Бабель переминался с ноги на ногу, тревожно поглядывал по сторонам: эта чертова баба никогда не думает о том, что говорит. Над ее антисоветчиной потешался в свое время Ягода, потом Ежов, однако никто не тронул этот большой кусок мяса, потому что все ее слушатели наверняка думали примерно то же самое, что и несостоявшаяся миллионерша с Дерибасовской. Но теперь на Лубянке другие люди, они таки доберутся до цветочного магазина по улице Горького…

– Да не оглядывайся ты, Исак: здесь все равно никого уже нет! – басит Розалия Марковна. – В заведении тети Розы нет чужих ушей и глаз.
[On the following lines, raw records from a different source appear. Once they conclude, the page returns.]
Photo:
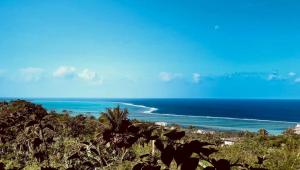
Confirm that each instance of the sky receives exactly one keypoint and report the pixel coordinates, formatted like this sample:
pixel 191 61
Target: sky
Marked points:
pixel 150 48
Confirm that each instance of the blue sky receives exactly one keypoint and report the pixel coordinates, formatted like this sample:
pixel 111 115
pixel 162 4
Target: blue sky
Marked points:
pixel 150 48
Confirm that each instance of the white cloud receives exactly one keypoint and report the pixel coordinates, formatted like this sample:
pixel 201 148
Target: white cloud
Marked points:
pixel 291 74
pixel 196 77
pixel 167 77
pixel 65 72
pixel 31 73
pixel 91 76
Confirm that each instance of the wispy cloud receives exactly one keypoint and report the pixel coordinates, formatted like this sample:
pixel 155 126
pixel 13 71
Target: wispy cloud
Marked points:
pixel 167 76
pixel 274 76
pixel 31 73
pixel 91 76
pixel 70 72
pixel 65 72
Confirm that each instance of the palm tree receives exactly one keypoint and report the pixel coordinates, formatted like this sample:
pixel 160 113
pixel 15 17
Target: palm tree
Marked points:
pixel 116 117
pixel 263 132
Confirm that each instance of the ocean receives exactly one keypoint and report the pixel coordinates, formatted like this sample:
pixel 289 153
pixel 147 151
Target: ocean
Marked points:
pixel 217 114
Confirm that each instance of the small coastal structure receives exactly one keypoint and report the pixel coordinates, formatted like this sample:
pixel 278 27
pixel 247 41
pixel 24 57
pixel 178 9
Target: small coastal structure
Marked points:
pixel 200 131
pixel 229 141
pixel 161 123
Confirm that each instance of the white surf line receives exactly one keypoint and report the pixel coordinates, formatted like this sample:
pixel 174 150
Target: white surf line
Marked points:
pixel 216 117
pixel 149 111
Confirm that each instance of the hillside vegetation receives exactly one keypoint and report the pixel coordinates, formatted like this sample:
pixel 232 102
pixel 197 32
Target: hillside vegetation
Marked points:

Все, что здесь говорится, таки здесь и умирает. Ты лучше скажи мне, куда уже подевались все наши? Где милейший Авербах? Где Лева Кац? Где любезнейший Миша Фридлянд? Где Яша Блюмкин? Где милый Агранчик? Что там уже себе думает твой Сталин? Я не знаю, для кого берегу цветы в своей подсобке. Неужели таки для всех этих необрезанных гоев, неотесанных ивановых-петровых-сидоровых? Стоило ли ехать в Москву из нашей Одессы, чтобы ублажать всю эту рвань! Ах, Иса-аак, что уже происходит? – стонет Розалия Марковна. – В моем бедном уме уже все окончательно таки перепуталось.